Suppose we have a dataset $S = \{s_i\}_{i=1}^m$ with $s_i := (x_i,y_i) \sim P$. Then for any $\hat{f}$ such that $$\mathcal{E}_{true}[\hat{f}] := \mathbb{E}_{(x,y)\sim p} [\mathbb{I}_{\{\hat{f}(x)\not=y\}}] = \pi,$$ we have that $e_{\hat{f}}(s) := \mathbb{I}_{\{\hat{f}(x)\not=y\}}$ is a random variable with $e_{\hat{f}}(s) \sim \text{Bernoulli}(\pi)$.
However, if we choose $\hat{f} \in \mathcal{F}$ according to some empirical risk minimization framework for a finite sample $S$, then we no longer have $e_{\hat{f}}(s) \sim \text{Bernoulli}(\pi)$ because $e_{\hat{f}}(s)$ depends on $S$ through choice of $\hat{f}$.
Can you help me clarify why $e_{\hat{f}}(s) \sim \text{Bernoulli}(\pi)$ doesn't hold in this case? I know that it has to do with using $S$ to both estimate $\hat{f}$ and estimate the error, but the details are eluding me (so I'm probably missing a fundamental probability explanation). It feels weird to me because for any given $f$ with $\mathcal{E}_{true}[f]=\pi$, we do have $e_{f}(s) \sim \text{Bern}(\pi)$.
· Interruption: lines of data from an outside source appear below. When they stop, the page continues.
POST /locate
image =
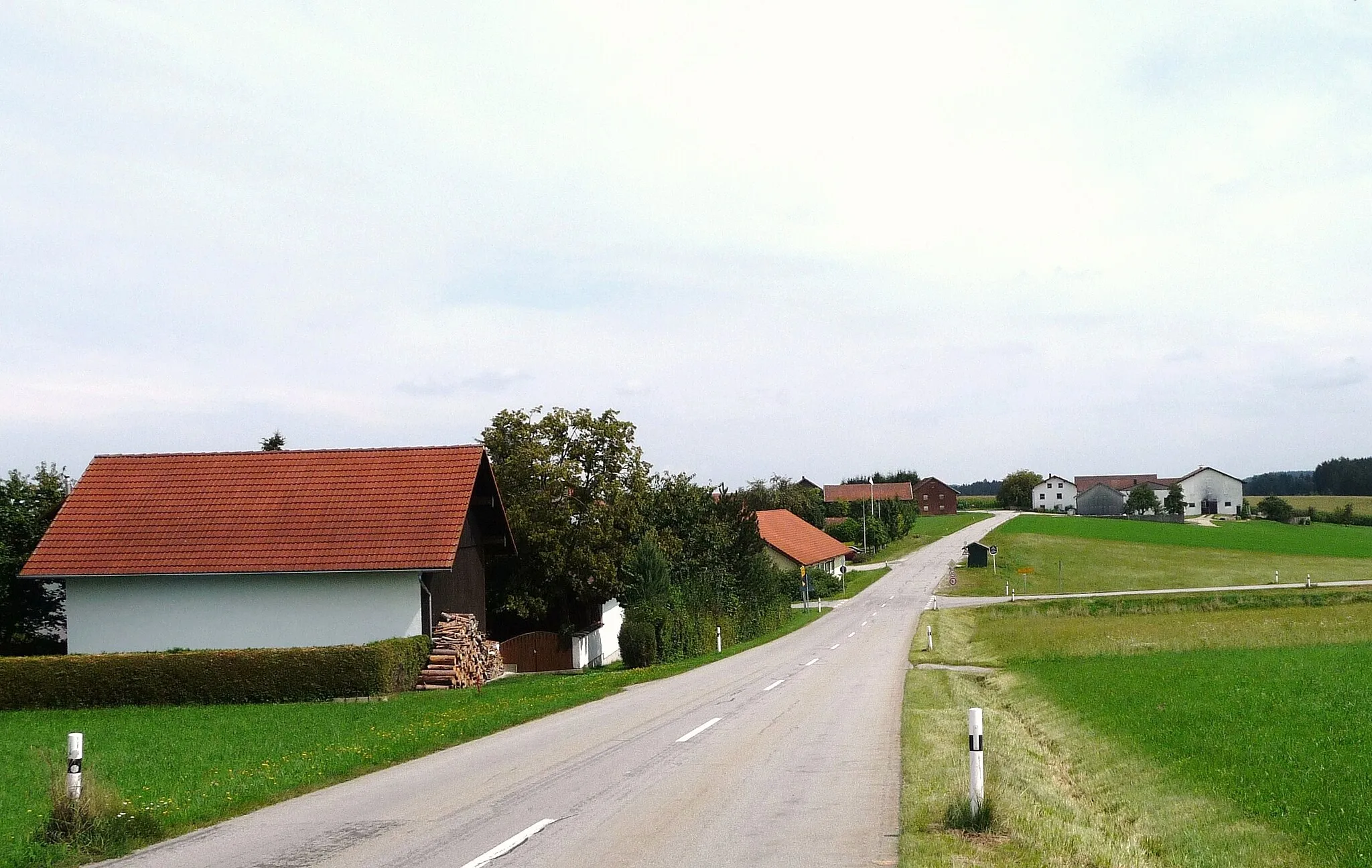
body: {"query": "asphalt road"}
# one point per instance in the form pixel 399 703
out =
pixel 785 755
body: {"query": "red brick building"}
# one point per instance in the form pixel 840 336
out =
pixel 936 498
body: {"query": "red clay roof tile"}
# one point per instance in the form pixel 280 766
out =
pixel 796 538
pixel 298 510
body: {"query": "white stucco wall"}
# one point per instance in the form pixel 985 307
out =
pixel 154 613
pixel 1046 496
pixel 1213 486
pixel 600 646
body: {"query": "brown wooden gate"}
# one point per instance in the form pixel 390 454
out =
pixel 537 652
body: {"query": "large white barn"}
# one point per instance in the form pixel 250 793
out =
pixel 1207 493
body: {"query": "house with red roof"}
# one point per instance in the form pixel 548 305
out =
pixel 793 542
pixel 286 549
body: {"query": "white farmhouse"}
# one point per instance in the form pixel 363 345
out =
pixel 1055 496
pixel 1205 491
pixel 298 547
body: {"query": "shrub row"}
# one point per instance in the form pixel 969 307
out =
pixel 210 678
pixel 1344 516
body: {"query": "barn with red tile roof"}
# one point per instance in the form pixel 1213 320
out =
pixel 795 542
pixel 298 547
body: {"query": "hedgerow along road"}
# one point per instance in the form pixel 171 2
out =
pixel 784 755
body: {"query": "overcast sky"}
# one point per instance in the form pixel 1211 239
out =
pixel 965 239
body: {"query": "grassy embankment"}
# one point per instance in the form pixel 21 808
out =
pixel 192 766
pixel 927 530
pixel 1221 735
pixel 1323 504
pixel 1103 555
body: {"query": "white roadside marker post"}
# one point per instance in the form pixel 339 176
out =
pixel 76 745
pixel 977 788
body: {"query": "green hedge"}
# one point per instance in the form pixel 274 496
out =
pixel 212 678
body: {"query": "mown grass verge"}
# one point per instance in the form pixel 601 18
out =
pixel 1062 794
pixel 192 766
pixel 1230 733
pixel 1318 539
pixel 1280 733
pixel 998 635
pixel 1111 565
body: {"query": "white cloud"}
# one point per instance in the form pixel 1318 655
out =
pixel 782 239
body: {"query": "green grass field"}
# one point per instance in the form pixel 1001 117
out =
pixel 192 766
pixel 1091 757
pixel 927 530
pixel 1280 733
pixel 1109 565
pixel 1319 539
pixel 1324 504
pixel 999 635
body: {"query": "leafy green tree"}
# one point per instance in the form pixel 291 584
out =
pixel 1276 509
pixel 899 476
pixel 780 493
pixel 1142 500
pixel 1017 490
pixel 575 487
pixel 29 608
pixel 1176 501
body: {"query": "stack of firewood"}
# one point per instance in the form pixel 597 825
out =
pixel 460 656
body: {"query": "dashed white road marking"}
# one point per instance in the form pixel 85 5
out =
pixel 699 730
pixel 505 847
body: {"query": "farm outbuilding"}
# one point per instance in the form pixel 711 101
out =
pixel 795 542
pixel 284 549
pixel 936 498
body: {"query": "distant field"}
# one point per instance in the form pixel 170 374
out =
pixel 927 530
pixel 1319 539
pixel 1109 565
pixel 1324 504
pixel 1280 733
pixel 996 635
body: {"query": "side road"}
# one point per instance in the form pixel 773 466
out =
pixel 737 763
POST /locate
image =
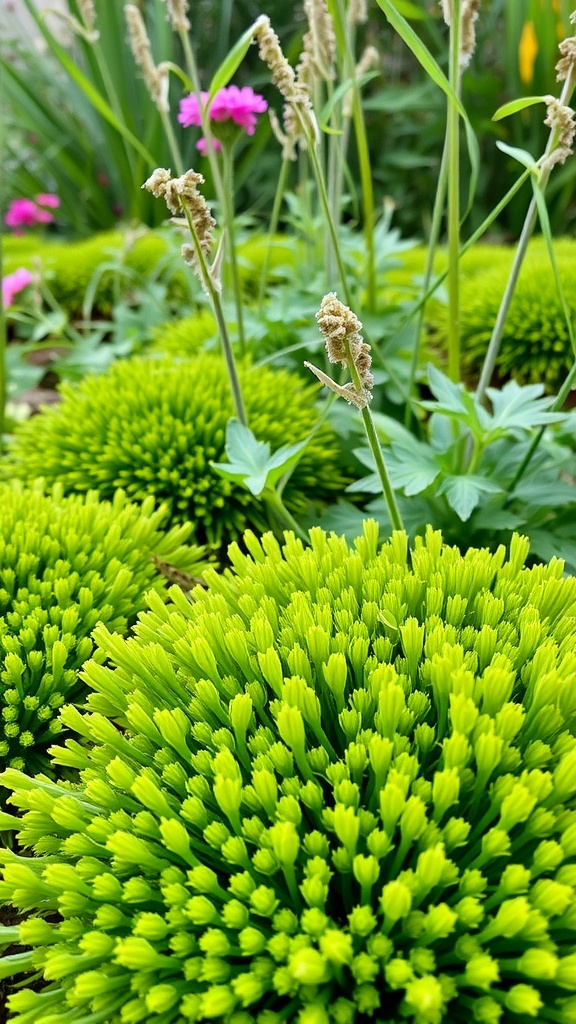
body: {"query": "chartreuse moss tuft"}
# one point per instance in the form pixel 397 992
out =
pixel 536 341
pixel 66 564
pixel 340 788
pixel 70 266
pixel 154 427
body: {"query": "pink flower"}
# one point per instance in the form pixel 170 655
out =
pixel 48 199
pixel 232 103
pixel 22 213
pixel 27 213
pixel 202 145
pixel 12 284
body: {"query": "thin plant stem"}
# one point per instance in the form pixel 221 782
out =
pixel 321 184
pixel 228 215
pixel 474 238
pixel 438 211
pixel 273 227
pixel 172 143
pixel 217 309
pixel 394 511
pixel 528 228
pixel 375 448
pixel 453 144
pixel 210 152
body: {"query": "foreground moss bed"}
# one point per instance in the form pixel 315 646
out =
pixel 66 564
pixel 340 788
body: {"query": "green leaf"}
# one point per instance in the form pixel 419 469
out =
pixel 231 64
pixel 517 408
pixel 523 157
pixel 517 104
pixel 464 493
pixel 250 461
pixel 412 467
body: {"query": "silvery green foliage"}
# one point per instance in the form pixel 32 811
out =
pixel 67 564
pixel 340 788
pixel 155 427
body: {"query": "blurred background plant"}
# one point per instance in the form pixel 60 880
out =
pixel 80 122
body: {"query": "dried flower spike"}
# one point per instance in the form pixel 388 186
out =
pixel 298 115
pixel 181 196
pixel 562 121
pixel 156 78
pixel 344 344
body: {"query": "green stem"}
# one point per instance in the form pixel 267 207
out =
pixel 228 214
pixel 453 143
pixel 217 309
pixel 527 230
pixel 277 506
pixel 474 238
pixel 207 132
pixel 556 407
pixel 433 243
pixel 313 154
pixel 394 511
pixel 273 227
pixel 172 143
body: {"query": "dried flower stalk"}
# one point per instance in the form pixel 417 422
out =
pixel 344 344
pixel 156 78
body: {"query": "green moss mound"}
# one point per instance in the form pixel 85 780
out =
pixel 71 266
pixel 342 790
pixel 186 336
pixel 535 342
pixel 153 427
pixel 66 564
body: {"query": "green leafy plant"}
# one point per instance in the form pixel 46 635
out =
pixel 67 564
pixel 477 497
pixel 155 426
pixel 342 787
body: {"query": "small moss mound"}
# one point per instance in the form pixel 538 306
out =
pixel 153 427
pixel 535 342
pixel 343 790
pixel 71 265
pixel 66 564
pixel 186 336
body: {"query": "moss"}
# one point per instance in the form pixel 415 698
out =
pixel 535 342
pixel 67 563
pixel 71 266
pixel 153 427
pixel 186 336
pixel 341 790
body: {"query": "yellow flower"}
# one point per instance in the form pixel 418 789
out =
pixel 527 52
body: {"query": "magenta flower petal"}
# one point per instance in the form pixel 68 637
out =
pixel 231 103
pixel 202 145
pixel 22 212
pixel 48 199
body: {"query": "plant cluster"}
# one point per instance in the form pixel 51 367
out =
pixel 67 564
pixel 343 786
pixel 155 426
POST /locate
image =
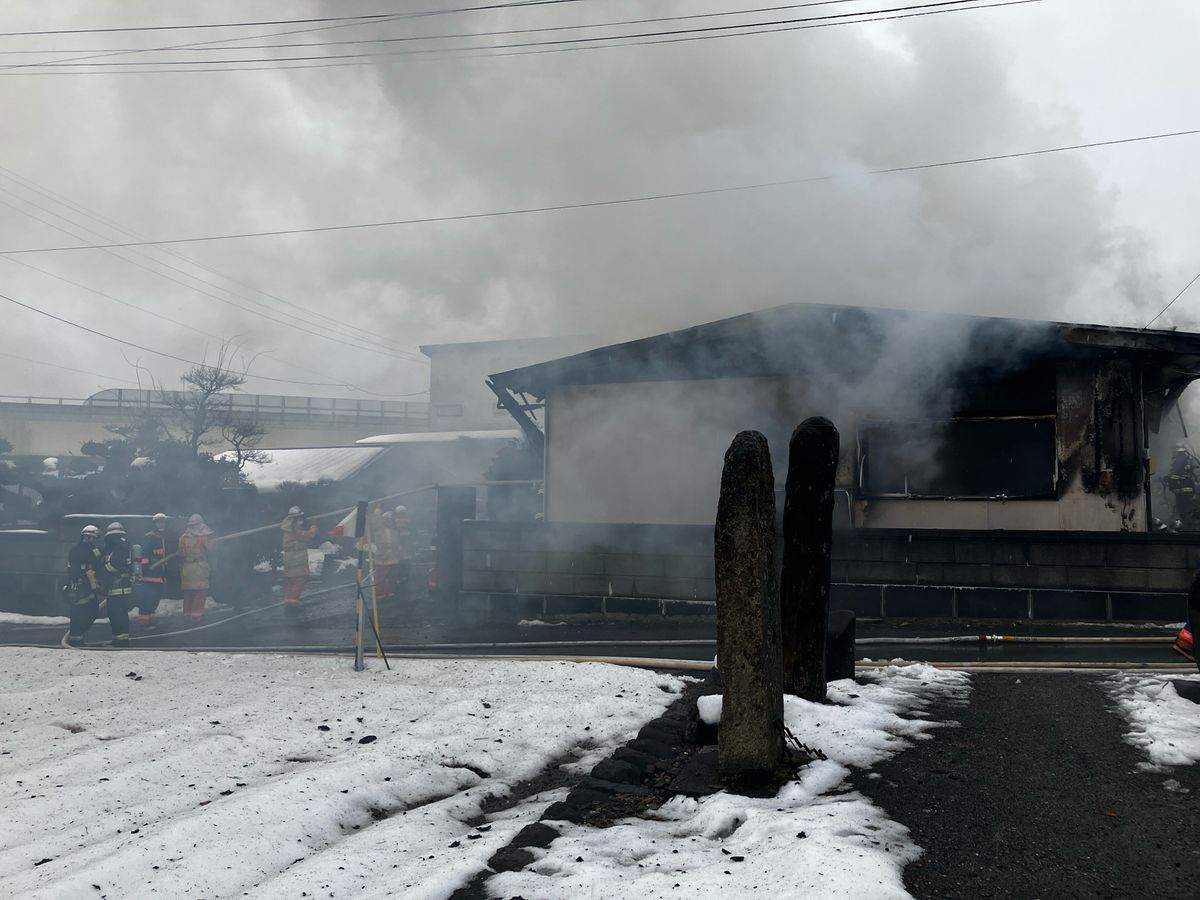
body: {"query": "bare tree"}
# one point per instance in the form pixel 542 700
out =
pixel 203 405
pixel 243 437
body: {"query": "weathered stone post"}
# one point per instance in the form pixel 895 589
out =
pixel 808 544
pixel 750 742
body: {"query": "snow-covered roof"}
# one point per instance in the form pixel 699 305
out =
pixel 306 465
pixel 433 437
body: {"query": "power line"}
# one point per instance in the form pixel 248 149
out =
pixel 126 303
pixel 1194 279
pixel 49 195
pixel 367 18
pixel 160 353
pixel 109 297
pixel 559 45
pixel 616 202
pixel 445 54
pixel 66 369
pixel 407 39
pixel 287 323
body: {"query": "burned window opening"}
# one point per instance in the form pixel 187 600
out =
pixel 999 457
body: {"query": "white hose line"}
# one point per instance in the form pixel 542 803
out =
pixel 205 625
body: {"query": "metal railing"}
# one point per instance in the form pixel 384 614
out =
pixel 249 407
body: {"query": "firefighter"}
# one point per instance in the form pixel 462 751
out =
pixel 402 535
pixel 297 534
pixel 193 547
pixel 1181 481
pixel 154 574
pixel 118 580
pixel 83 583
pixel 387 555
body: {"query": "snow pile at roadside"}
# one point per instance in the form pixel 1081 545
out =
pixel 1162 724
pixel 16 618
pixel 809 840
pixel 171 774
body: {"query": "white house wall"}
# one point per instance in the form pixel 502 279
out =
pixel 652 453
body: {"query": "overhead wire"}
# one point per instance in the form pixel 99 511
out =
pixel 561 45
pixel 31 186
pixel 365 18
pixel 160 316
pixel 357 345
pixel 615 202
pixel 1159 315
pixel 151 349
pixel 384 17
pixel 66 369
pixel 408 39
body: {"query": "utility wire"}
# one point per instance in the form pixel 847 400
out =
pixel 135 306
pixel 367 18
pixel 637 39
pixel 252 311
pixel 109 297
pixel 1194 279
pixel 319 28
pixel 445 54
pixel 67 369
pixel 407 39
pixel 160 353
pixel 34 187
pixel 342 327
pixel 616 202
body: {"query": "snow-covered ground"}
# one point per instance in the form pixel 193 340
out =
pixel 16 618
pixel 1162 724
pixel 814 839
pixel 129 774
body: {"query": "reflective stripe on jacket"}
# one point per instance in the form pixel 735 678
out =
pixel 153 551
pixel 295 546
pixel 195 571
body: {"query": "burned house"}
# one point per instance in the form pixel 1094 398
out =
pixel 990 468
pixel 947 421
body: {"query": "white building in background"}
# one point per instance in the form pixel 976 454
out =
pixel 459 396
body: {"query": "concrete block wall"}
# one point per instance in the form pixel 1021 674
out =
pixel 557 568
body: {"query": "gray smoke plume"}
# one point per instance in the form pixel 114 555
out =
pixel 205 154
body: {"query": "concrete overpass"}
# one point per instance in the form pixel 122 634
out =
pixel 59 426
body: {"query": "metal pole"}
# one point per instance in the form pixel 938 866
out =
pixel 360 527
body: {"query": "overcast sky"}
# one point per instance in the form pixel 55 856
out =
pixel 1104 235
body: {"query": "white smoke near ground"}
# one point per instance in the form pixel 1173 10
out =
pixel 208 154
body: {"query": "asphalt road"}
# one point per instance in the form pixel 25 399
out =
pixel 327 621
pixel 1035 795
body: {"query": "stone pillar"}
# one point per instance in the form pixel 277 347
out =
pixel 750 741
pixel 808 544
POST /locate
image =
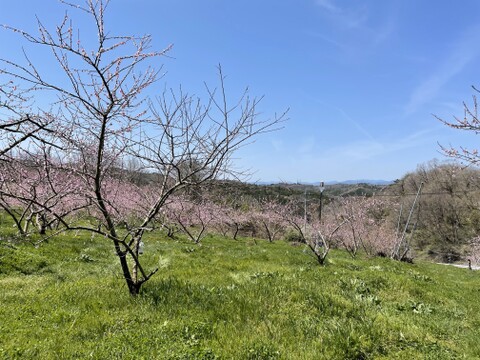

Further, if we knew how $e_{\hat{f}}(s)$ were distributed in the case where $\hat{f}$ came from ERM, could we come up with better bounds than using the union bound?
I think there is an error in the first display in your question.
$E_{x,y}(1(\hat f(x) \neq y)) $ is still a random variable, since $\hat f$ is estimated from data. So it cannot equal a number $\pi$.